The study coordinated by Drs Ander Matheu, Head of the Cellular Oncology Group of the IIS Biodonostia and IKERBASQUE researcher, and Adolfo López de Munain, Head of the Neurology Service of the Donostia University Hospital, identifies that the cells of patients with Myotonic Dystrophy type 1 present an accumulation of premature and exacerbated senescence, a phenomenon closely linked to physiological aging, which suggests that DM1 cells and, by extension, the patients themselves, suffer an accelerated aging process with respect to the unaffected population.

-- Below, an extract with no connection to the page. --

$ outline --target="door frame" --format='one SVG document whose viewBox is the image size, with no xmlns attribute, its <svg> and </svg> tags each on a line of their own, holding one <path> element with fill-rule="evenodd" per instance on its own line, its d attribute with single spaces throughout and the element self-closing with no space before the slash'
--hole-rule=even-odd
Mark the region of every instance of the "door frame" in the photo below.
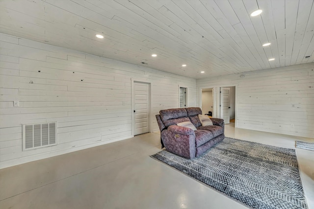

This idea led the researchers to study whether senolytic compounds, agents that selectively eliminate senescent cells, could reverse these premature aging phenomena observed in the cells of DM1 patients. The results have confirmed expectations and provide solid experimental justification for proposing a multicenter clinical trial with these compounds that establishes the conditions for their safe use in these patients.

The work entitled "Senescence plays a role in Myotonic Dystrophy type 1" and published in the journal JCI Insight, is the result of more than 5 years of collaborative work between the Oncology and Neuroscience areas of the Biodonostia Health Research Institute and has had the financing from the Departments of Education and Health of the Basque Government, the Carlos III Health Institute and the CIBERned and CIBERfes networks, respectively.